Epilog? Dla mnie i Roberta było to pierwsze zetkniecie się z sądem. Potem obaj skończyliśmy Prawo na UW. Ja zostałem na uczelni. Pewnego dnia, po wielu latach, kierownika mojej katedry zaproszono do Liceum Batorego na pogadankę o wyborach, demokracji itp. „Kończyłeś Batorego to pójdź za mnie” – poprosił. Skwapliwie zgodziłem się. Już wiedziałem, co tam powiem… Aula nabita była po brzegi licealistami. Nauczyciele usiedli sobie z tyłu. Było jeszcze kilku z moich czasów. Jedyna taka okazja, choć nie było polonistki Ewy Marczuk – sekretarza POP PZPR, która usiłowała zmuszać do udziału w pochodzie pierwszomajowym i organizowała szkolny wiec przeciwko imperialistycznej polityce Ronalda Reagana; nie było dyrektor Teresy Garncarzyk; ani wicedyrektora Kazimierza Witasiaka, który matematyki nie bardzo potrafił nauczyć, ale miał inne zasługi, które predestynowały go do tego stanowiska. Choć dalej pracowała w szkole, nie przyszła nauczycielka wychowania obywatelskiego, która na „propedeutyce nauki o społeczeństwie” przyznała się, że żałuje, iż w 1920 roku nie zwyciężyła Armia Czerwona, bo socjalizm przyszedłby do nas szybciej. (Wtedy otwarcie – wszyscy, co do jednego – wyśmialiśmy ją na lekcji). Nie przyszła też wicedyrektorka, która była taka odważna w straszeniu nas po kolejnej grudniowej miesięcznicy, choć nadal uczyła w tej szkole. A ja mówiłem o wolnych wyborach i demokracji, w której mają możliwość żyć i o tym, że jeszcze niedawno było zupełnie inaczej: „Bo na przykład w moim warszawskim liceum, którego jestem absolwentem…”. I opowiedziałem im z detalami całą historię, puentując: „A niektórzy z tych nauczycieli dalej uczą w tym znanym warszawskim liceum i pewnie teraz opowiadają młodzieży o demokracji i prawach człowieka”. Na sali wyraźne poruszenie. Młody człowiek wstaje i oburzony wykrzykuje: „To skandal! Która to szkoła? Które to liceum?”. „To wasza szkoła. To wasze liceum. A niektórzy z tych nauczycieli nadal was uczą. Spytajcie ich” – odpowiedziałem i ruszyłem ku wyjściu przez sam środek auli wśród strasznej wrzawy, która wybuchła. Przy drzwiach czekała na mnie ówczesna dyrektorka Liceum Batorego, Małgorzata Oszmaniec, organizatorka tego spotkania. Pewnie pierwotnie w planie przewidziane było jakieś podziękowanie dla prelegenta. Teraz blada podała mi rękę na pożegnanie i szepnęła głosem, w którym usłyszałem jednak nutę satysfakcji: „Ale Pan przypier***lił!”.

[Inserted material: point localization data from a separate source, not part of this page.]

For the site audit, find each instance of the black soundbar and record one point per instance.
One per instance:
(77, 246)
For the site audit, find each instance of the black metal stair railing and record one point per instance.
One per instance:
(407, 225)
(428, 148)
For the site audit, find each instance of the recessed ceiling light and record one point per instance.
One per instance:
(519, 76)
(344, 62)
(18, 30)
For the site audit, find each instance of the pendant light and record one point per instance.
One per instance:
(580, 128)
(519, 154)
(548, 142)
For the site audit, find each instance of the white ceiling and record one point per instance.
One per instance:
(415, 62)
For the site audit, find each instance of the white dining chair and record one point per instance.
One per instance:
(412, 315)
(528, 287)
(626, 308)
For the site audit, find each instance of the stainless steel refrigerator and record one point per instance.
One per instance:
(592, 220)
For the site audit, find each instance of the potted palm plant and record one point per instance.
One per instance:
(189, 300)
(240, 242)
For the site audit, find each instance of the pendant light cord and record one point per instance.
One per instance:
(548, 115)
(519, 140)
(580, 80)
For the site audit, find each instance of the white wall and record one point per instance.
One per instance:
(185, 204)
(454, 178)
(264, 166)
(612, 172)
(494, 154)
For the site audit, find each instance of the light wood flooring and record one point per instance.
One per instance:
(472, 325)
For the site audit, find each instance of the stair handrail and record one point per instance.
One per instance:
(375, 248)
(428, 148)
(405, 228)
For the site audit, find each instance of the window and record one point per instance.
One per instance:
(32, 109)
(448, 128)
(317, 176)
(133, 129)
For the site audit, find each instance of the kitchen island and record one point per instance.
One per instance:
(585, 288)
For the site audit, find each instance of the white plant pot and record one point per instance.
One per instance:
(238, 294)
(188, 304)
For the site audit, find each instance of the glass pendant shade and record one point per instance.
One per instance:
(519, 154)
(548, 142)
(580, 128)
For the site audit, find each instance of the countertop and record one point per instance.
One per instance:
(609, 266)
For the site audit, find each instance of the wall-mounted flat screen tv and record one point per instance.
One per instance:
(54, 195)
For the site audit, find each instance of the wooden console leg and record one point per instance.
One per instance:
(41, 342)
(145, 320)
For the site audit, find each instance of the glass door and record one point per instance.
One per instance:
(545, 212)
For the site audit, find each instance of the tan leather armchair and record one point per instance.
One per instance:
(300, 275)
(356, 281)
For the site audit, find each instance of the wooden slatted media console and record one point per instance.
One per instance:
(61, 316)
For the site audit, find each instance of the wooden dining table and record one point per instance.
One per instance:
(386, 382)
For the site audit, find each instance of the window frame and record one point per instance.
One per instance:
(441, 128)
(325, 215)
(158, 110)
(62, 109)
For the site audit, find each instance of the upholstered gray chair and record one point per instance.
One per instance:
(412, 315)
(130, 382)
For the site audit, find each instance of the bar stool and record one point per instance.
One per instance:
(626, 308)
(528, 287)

Jest jeszcze drugi epilog. Kilka lat temu, gdy egzaminowałem na uczelni z prawoznawstwa, przed biurkiem usiadł student pierwszego roku w średnim wieku. Zdarzają się tacy. Twarz znajoma. Nazwisko w indeksie nie pozostawiało wątpliwości: „Cichy”! Jeździł po świecie, studiował gdzieś w Ameryce i wrócił do Polski. I poszedł na Prawo. Niedawno ukończył je z wyróżnieniem. Wszystko odwlekło mu się w czasie… Prawomocne wyroki skazujące dla plutonu specjalnego ZOMO z Kopalni Wujek zapadły dopiero blisko trzydzieści lat po tamtym szesnastym grudnia. One także odwlekły się w czasie…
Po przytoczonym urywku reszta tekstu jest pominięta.